Speaking of the job boards, I did find out another interesting factoid. If a recruiter obtains a job order, let's say from IBM, he or she sends out a search bot through the job boards, then turns around and emails everyone that has a fresh resume up. The recruiter or staffing firm doesn't keep a database any more. So, don't waste your time. (Or should I have written waist your time?)
If you use Monster for example, repost your resume everyday and you'll notice people sending you emails and calling. The older the resume, the less likely recruiters will attempt to reach you. You'll also notice an offer for $1000 or so to refer someone to the recruiter.
A little over a month ago, I started receiving emails and phone calls from what seemed like a couple of dozen firms. They all had the same job requirement: A technical writer for IBM in McKinney, Texas.
I speak a little Hindi and found out that many of the recruiters called from places like New Delhi. One had an email address from a firm in San Francisco and another from Boston. I bet you already know that an opt-out mechanism didn't exist.
(Off topic note:) I also find it humorous that the recruiters from New Delhi have names like Brandon and Chad. Then, my DSL support group also operates out of New Delhi and I've heard the phrase, "This is Susie, can I be helping you?" I be telling you, those girls names probably are not Susie, Claire, Melissa, Sally Ann or Jennifer. But then again, that's for you to decide.
Do you consider all this email off the job boards as spam? I do. Fortunately, I found a job quickly and pulled my resume. The spam from the recruiters stopped almost instantly. But or should I use another word? But, the spam from the recruiters had a fast replacement. Now, I'm getting spam from all the job boards on which I posted my resume and other job sites about whom I have never heard.
We need a new strategy for spam.
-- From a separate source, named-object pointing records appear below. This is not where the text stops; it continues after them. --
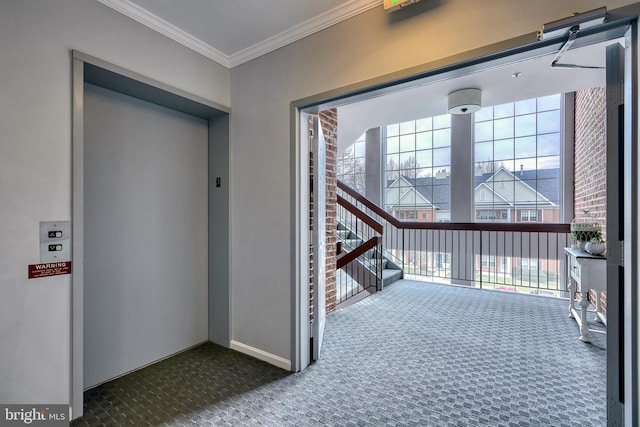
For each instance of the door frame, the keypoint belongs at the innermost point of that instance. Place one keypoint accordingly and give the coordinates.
(474, 60)
(88, 69)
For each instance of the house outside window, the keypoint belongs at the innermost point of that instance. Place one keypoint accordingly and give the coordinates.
(417, 166)
(529, 216)
(350, 165)
(517, 166)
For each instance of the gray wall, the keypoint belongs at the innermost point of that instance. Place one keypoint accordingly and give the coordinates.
(36, 38)
(145, 239)
(364, 47)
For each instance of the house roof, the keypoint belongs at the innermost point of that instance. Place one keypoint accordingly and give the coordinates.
(533, 187)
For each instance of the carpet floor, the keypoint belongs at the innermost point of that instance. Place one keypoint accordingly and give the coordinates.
(416, 354)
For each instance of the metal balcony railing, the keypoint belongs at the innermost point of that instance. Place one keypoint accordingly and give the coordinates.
(516, 257)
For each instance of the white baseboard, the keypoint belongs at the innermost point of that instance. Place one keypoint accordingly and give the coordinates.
(261, 355)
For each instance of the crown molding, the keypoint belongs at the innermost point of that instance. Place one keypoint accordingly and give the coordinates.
(167, 29)
(334, 16)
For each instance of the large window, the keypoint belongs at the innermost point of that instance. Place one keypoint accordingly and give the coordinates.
(418, 169)
(350, 166)
(517, 161)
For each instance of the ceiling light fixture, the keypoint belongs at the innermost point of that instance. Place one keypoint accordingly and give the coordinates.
(393, 5)
(465, 101)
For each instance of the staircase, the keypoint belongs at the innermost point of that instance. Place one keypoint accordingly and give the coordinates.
(369, 272)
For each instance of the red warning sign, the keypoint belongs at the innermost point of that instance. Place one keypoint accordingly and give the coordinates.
(46, 269)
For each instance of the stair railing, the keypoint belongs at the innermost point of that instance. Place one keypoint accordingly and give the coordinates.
(359, 261)
(521, 257)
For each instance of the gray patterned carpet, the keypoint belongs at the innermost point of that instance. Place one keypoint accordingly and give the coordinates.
(416, 354)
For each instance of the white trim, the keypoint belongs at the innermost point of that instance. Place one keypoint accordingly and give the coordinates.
(334, 16)
(150, 20)
(278, 361)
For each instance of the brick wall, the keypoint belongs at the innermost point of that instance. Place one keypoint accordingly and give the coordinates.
(329, 123)
(590, 169)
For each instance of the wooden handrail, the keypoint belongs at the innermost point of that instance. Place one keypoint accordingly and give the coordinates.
(345, 259)
(359, 214)
(368, 203)
(536, 227)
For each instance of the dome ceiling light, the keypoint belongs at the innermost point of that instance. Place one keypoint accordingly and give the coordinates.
(465, 101)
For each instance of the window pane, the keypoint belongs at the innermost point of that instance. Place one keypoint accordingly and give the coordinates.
(440, 122)
(549, 144)
(408, 142)
(442, 138)
(393, 144)
(504, 110)
(503, 149)
(407, 127)
(424, 140)
(549, 122)
(441, 157)
(423, 158)
(484, 151)
(423, 125)
(407, 160)
(550, 162)
(525, 107)
(393, 161)
(525, 147)
(525, 125)
(549, 103)
(423, 172)
(503, 128)
(483, 114)
(483, 131)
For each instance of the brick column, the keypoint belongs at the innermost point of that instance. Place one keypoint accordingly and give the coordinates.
(590, 160)
(329, 124)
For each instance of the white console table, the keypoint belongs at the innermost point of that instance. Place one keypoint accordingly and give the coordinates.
(589, 271)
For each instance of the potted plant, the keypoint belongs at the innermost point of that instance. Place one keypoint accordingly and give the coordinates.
(595, 246)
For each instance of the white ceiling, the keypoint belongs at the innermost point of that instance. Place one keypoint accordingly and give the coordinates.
(231, 32)
(537, 78)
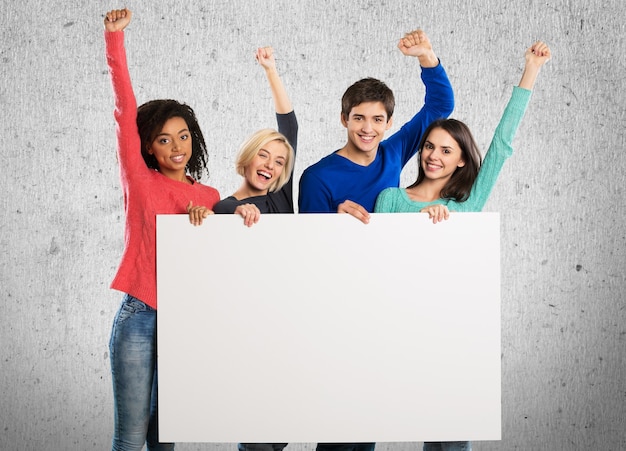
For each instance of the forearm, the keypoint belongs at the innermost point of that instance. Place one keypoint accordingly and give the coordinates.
(282, 103)
(529, 76)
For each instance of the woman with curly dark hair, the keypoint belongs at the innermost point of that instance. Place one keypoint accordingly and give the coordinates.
(161, 153)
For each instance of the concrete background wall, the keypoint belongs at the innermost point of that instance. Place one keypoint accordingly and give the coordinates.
(561, 196)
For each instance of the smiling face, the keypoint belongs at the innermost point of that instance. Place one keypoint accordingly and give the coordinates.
(172, 148)
(265, 168)
(440, 156)
(366, 124)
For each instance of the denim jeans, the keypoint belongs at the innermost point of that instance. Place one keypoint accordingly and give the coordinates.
(261, 446)
(134, 371)
(447, 446)
(345, 446)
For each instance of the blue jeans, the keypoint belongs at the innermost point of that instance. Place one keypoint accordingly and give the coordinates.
(261, 446)
(134, 371)
(447, 446)
(345, 447)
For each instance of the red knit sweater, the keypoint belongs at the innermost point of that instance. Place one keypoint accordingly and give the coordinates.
(147, 192)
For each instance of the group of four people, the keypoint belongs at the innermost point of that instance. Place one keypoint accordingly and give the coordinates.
(162, 154)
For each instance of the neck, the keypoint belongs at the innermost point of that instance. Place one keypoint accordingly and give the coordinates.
(245, 191)
(360, 157)
(426, 191)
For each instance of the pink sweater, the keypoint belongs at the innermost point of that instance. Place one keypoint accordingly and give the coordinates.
(147, 192)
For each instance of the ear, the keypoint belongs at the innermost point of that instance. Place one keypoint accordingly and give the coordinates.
(344, 120)
(389, 123)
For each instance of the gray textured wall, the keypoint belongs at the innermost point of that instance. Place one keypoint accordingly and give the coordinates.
(561, 196)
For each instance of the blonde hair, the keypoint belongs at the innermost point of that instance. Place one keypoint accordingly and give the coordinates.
(251, 146)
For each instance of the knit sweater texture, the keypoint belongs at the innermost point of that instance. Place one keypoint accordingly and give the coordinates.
(396, 200)
(146, 192)
(335, 179)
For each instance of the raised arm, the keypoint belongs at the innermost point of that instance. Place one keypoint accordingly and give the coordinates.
(417, 44)
(501, 146)
(536, 56)
(438, 101)
(129, 144)
(265, 57)
(117, 19)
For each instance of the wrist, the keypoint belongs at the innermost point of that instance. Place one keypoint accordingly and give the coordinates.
(428, 60)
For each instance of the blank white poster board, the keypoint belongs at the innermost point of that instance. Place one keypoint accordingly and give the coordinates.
(318, 328)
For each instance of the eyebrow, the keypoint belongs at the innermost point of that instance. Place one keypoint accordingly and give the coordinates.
(178, 133)
(432, 144)
(379, 116)
(277, 156)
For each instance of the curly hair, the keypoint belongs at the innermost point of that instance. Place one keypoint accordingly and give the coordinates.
(152, 115)
(460, 184)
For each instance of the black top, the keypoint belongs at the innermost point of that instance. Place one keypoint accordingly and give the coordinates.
(280, 201)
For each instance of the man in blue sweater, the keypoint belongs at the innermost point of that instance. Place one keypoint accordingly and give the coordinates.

We should replace the CAN-SPAM Act of 2003 and delegate the authority to Texas. We can call that the Death Penalty for Spammers Act of 2007. We could put former republican judges in charge. Two strikes and your out eh.
Of course, those folks who merely send confirmations of purchases made over the Internet would have an exemption. Also, if a company followed the rules stated above for the Federal Act could also have an exemption.
But Fuzzy OEM software guy blasting out second chance notices on auctions from eBay should fall under an extradition treaty with Texas which would allow the perpetrators a ticket to our facilities in Guantanamo Bay first for a tribunal hearing.
That's all I have to say about that, except, isn't this the 1st day of April? Run Forrest, Run.
__________________________
Special Magazine Offer -- Free Gift with Subscription
Receive a free digital copy of Linux Journal's System Administration Special Edition as well as instant online access to current and past issues. CLICK HERE for offer
Linux Journal: delivering readers the advice and inspiration they need to get the most out of their Linux systems since 1994.
Delicious
Digg
StumbleUpon
Reddit
Facebook
Post to TwitterSubscribe now!
The Latest
Newsletter
Tech Tip Videos
Recently Popular
From the Magazine
July 2009, #183
News Flash: Linux Kernel 3.0 to include an on-the-go Expresso machine interface! Ok, maybe not, but Linux is definitely going mobile, from phones to e-readers. Find out more inside about Android, the Kindle 2, the Western Digital MyBook II, The Bug, and Indamixx (a portable recording studio). And if you've gone mobile and you been wanting more Emacs in your life then check out Conkeror.
To compliment the mobile we've got the stationary: parsing command line options with getopt, checking your Ruby code with metric_fu, and building a secure Squid proxy. How is this stationary you ask? What can we say? It's not. We just wanted to see if anybody actually read this part of the page :) .
All this and more, and all you have to do is get your hot sweaty hands on the latest copy of Linux Journal.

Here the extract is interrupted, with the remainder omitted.